#4 Writing Accents BadlyWriting accents in dialogue can be tricky. If only there could be a one-size-fits all solution for every writer and each scenario. Like so many other aspects of writing a manuscript, using accents calls for sensitivity and a fine-tuned sense of what is correct for your story. My aim in writing this article is to guide you around common pitfalls when writing accents in dialogue.
Ready or not, here they are:
- The way you portray an accent in dialogue says a lot about your opinion of the ethnicity you are portraying. Any prejudices, even unknowing ones, can show up. Having stereotypical characters, a black waiter or Swedish janitor, for example, earns an author bonus demerits. A little soul searching and perhaps asking other writers for input can prevent this faux pas.
- You can accidentally offend an ethnic group. Even if you have no hidden prejudices, others still can take offense by your portrayal of their culture. To protect yourself should this happen, be certain of your statistics. If, say, most janitors in your chosen city and time frame were Swedish, including one in your story would make it historically accurate.
- Failing to interpret an accent correctly may throw readers out of the story. Research to prevent this is easy with sites like George Mason University’s Speech and Accent Archive where you can listen to free voice recordings.
- Writing an accent too phonetically slows and confuses readers. There are limits on how closely to replicate an accent in written dialogue, for good reason. Not everyone writes phonetic spellings or a particular accent the same. We just aren’t geared to pick up phonetic spellings quickly. Challenging readers is desirable in the right context, but this isn’t it. As authors, we want our writing to remain fairly invisible so the story itself can shine. Including a few dropped letters (’tis or s’right for example) or phonetic spellings (like yah know) isn’t ‘wrong,’ however, most writers prefer to keep readers turning pages, rather than sounding out words like grade school students.

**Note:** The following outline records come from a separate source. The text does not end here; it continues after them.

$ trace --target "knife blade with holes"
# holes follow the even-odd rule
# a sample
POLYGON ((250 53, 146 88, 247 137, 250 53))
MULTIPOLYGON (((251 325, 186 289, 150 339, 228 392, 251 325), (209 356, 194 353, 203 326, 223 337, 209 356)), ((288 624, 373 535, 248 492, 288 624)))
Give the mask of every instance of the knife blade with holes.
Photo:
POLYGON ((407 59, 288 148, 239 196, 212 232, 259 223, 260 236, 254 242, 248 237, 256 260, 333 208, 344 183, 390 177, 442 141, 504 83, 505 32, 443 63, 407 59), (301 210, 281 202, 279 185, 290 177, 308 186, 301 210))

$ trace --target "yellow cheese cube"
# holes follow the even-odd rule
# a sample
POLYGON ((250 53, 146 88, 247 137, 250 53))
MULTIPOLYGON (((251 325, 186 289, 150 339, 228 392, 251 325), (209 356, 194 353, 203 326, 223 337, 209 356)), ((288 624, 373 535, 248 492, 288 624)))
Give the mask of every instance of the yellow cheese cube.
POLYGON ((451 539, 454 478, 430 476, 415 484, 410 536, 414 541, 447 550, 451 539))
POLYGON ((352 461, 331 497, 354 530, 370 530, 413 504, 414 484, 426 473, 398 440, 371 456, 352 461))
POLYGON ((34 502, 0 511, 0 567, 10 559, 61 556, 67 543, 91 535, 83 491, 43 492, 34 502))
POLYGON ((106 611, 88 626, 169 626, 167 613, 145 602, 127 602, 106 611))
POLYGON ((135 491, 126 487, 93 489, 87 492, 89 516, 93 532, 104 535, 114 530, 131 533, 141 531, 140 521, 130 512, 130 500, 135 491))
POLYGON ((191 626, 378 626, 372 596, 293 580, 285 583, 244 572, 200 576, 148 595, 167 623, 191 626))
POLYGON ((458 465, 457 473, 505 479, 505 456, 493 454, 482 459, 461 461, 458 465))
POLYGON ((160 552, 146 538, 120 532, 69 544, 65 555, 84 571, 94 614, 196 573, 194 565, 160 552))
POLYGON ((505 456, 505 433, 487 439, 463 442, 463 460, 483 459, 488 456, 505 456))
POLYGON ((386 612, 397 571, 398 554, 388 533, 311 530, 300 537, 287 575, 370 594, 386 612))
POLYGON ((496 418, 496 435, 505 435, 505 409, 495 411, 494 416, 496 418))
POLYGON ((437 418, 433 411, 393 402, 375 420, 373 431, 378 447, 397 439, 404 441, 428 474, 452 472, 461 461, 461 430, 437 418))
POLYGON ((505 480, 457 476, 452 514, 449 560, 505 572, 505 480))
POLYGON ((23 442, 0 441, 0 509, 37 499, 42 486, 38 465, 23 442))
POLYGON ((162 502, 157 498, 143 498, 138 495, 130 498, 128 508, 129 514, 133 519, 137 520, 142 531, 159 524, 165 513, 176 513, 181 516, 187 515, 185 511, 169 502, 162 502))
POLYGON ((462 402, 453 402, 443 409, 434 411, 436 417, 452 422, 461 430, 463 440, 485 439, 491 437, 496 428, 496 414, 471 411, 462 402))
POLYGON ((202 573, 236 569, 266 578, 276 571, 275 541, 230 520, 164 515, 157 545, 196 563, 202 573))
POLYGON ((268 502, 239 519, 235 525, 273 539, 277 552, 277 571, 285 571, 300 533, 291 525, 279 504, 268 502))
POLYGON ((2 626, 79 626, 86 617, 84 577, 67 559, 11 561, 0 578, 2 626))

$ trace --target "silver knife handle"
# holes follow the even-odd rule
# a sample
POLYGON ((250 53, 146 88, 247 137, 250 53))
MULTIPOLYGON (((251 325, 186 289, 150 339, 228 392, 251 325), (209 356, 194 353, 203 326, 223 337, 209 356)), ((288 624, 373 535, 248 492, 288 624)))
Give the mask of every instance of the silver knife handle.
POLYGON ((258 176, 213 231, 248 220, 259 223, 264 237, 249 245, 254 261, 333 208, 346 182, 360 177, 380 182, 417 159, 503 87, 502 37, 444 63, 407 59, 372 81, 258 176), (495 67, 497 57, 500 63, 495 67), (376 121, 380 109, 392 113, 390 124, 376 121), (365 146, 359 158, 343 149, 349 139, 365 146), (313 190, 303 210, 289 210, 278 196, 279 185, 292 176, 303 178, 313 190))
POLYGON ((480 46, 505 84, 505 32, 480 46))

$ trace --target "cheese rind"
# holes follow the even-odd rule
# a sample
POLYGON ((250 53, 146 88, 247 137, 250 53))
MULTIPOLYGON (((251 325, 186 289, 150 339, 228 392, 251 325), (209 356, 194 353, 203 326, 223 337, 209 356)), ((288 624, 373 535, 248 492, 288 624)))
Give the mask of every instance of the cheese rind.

[In Wayfarer, Tales of Faeraven 2, some of my characters have a Celtic accent. In this brief exchange between two brothers reunited after a separation involving danger.]
Dorann dismounted in one leap, and the two brothers gazed upon one another with eyes that shone. At last, Eathnor dipped his head. “You’ve healed.”
Dorann put a hand to his once-blackened eye as a slow smile spread across his face. “In truth, I’d forgotten it.” He took in the garb his brother now wore as part of the lof stapp.“Green suits you.”
Eathnor laughed. “That it does.”
Best Practices for Writing Accents in Dialogue
A good rule of thumb is to suggest an accent through word choice, rhythm, and sentence structure. Use dropped letters and phonetic spellings sparingly. Much like table salt at the dinner table, a little seasoning goes a long way.